---
name: verification-before-completion
description: Use when about to claim work is complete, fixed, passing, verified, release-ready, or ready to commit, merge, publish, or hand off.
---

# Execute

→ About to claim "done", "passing", "fixed", "complete"? → **Run the verification command first. Then claim.**
  1. Identify: what command proves the claim?
  2. Run: full command, fresh, complete
  3. Read: output, exit code, failures
  4. Verify: output confirms claim? → state claim WITH evidence. Doesn't? → state actual status.
→ Done when: exact command run, output confirms, residual risk stated, confidence graded.
  Non-trivial code changes → also report Complexity Delta and Complexity Governance Suggestion.
  Governance/retirement work → also close Repair Track + Retirement Track + Residual Risk.

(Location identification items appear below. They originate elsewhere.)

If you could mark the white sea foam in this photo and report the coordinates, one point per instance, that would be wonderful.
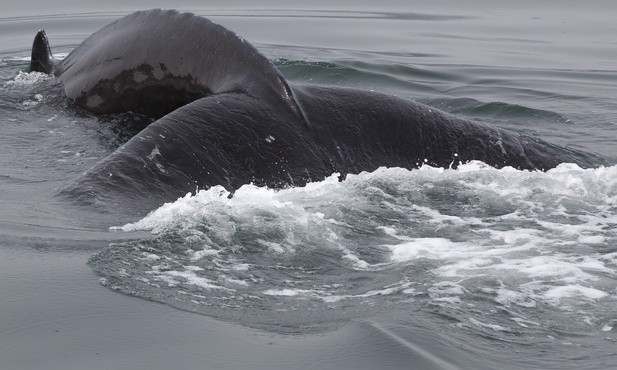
(522, 239)
(27, 79)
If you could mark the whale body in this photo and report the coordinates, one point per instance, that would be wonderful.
(225, 115)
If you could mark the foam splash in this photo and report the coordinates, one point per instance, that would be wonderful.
(27, 79)
(520, 243)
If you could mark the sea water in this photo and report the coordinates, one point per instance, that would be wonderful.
(472, 267)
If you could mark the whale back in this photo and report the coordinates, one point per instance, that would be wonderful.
(152, 62)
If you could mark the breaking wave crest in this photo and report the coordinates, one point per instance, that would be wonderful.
(498, 251)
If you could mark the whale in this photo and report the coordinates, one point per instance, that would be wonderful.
(224, 115)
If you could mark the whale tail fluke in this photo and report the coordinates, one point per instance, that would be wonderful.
(42, 59)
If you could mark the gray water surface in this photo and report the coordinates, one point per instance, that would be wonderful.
(473, 268)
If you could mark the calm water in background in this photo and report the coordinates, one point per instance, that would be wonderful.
(473, 268)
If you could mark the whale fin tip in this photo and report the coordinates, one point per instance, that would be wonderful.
(42, 60)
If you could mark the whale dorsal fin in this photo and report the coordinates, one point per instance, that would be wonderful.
(42, 59)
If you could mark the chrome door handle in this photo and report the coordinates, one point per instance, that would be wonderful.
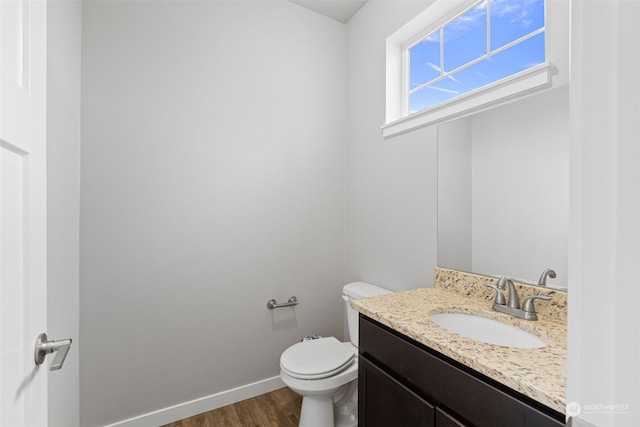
(44, 347)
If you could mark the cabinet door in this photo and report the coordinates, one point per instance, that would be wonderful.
(446, 420)
(384, 402)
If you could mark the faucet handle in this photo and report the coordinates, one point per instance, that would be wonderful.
(499, 295)
(529, 308)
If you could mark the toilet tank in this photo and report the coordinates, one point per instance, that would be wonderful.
(353, 291)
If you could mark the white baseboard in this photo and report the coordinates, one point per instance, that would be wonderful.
(204, 404)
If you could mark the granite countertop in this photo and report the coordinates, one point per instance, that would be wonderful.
(539, 373)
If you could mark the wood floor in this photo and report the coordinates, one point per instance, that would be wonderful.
(280, 408)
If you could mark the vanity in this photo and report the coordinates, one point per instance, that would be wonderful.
(413, 372)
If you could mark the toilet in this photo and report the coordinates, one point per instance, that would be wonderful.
(324, 371)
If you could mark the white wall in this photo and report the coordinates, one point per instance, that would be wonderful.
(604, 245)
(391, 184)
(63, 203)
(212, 181)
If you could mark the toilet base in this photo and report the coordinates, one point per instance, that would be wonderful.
(317, 411)
(340, 410)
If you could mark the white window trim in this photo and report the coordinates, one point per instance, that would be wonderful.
(543, 76)
(500, 92)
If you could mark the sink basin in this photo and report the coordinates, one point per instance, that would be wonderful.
(487, 330)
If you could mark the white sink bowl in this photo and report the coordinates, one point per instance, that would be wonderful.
(487, 330)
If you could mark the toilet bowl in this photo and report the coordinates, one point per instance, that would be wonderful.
(325, 371)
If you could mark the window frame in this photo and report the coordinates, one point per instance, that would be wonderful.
(549, 74)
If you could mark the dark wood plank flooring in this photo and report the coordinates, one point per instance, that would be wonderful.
(280, 408)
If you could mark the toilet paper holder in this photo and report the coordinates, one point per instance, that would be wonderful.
(271, 304)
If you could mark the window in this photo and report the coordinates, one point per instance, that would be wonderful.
(463, 56)
(491, 40)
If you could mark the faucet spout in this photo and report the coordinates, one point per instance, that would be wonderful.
(543, 277)
(513, 300)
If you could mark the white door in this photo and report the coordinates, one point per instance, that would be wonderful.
(23, 288)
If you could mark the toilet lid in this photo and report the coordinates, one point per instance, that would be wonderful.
(316, 358)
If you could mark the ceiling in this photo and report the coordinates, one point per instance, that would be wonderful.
(340, 10)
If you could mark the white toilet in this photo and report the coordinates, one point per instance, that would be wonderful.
(325, 371)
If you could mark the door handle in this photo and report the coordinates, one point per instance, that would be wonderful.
(44, 347)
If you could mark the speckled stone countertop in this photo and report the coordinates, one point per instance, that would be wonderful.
(539, 373)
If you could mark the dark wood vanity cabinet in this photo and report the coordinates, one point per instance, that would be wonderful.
(404, 383)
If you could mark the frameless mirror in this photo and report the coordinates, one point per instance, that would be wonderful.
(503, 190)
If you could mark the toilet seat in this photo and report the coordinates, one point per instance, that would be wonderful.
(316, 359)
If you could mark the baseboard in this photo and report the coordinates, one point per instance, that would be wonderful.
(204, 404)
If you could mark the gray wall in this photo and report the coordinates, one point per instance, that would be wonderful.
(213, 166)
(391, 184)
(63, 203)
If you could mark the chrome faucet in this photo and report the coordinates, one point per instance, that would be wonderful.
(543, 278)
(512, 305)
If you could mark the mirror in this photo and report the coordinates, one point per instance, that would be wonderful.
(503, 190)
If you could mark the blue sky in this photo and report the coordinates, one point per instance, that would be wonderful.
(465, 39)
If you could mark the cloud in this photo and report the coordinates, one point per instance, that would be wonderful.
(444, 90)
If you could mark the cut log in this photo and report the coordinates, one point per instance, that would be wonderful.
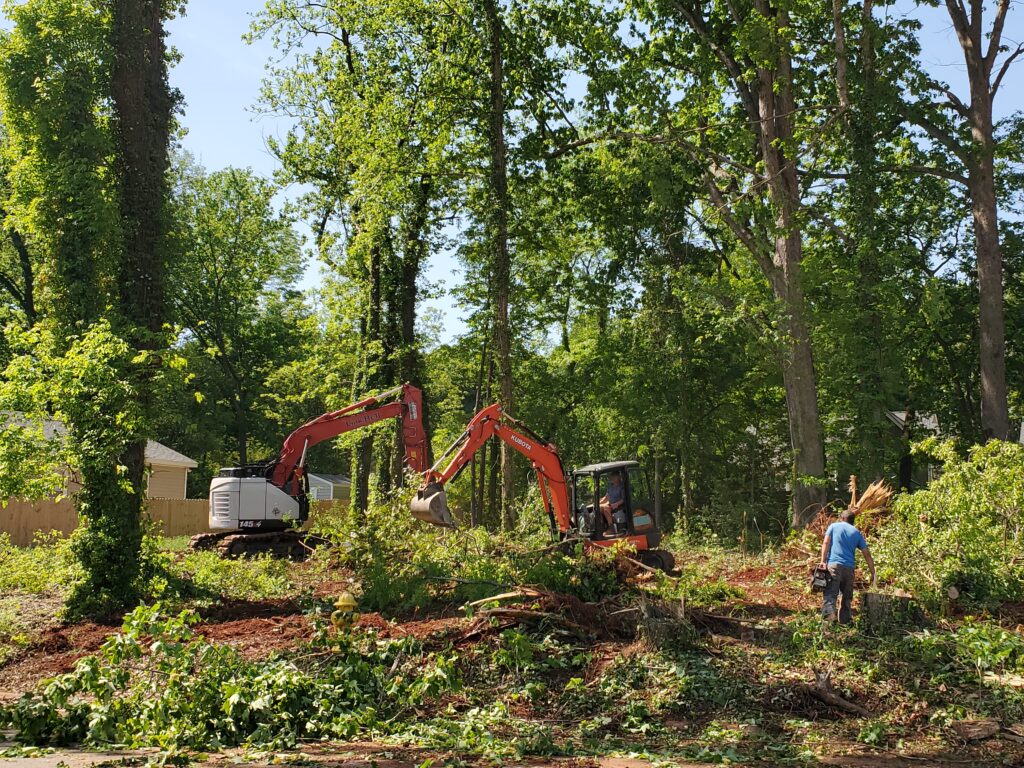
(975, 730)
(822, 690)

# Verification Before Completion

## Overview

Claiming work is complete without verification is dishonesty, not efficiency. Evidence before claims, always.

## Red Flags - STOP

- Using "should", "probably", "seems to"
- Expressing satisfaction before verification ("Great!", "Perfect!", "Done!", etc.)
- About to commit/push/PR without verification
- Trusting agent success reports
- Relying on partial verification
- Thinking "just this once"
- Tired and wanting work over
- **ANY wording implying success without having run verification**

## When To Apply

Before ANY success/completion claim, expression of satisfaction, commit, PR, task completion, or delegation. Applies to exact phrases, paraphrases, and implications.

## QA Closure

Before any success claim, include the required evidence semantic slots. Natural
prose, localized headings, or compact cards are all valid when the slots remain
explicit and auditable.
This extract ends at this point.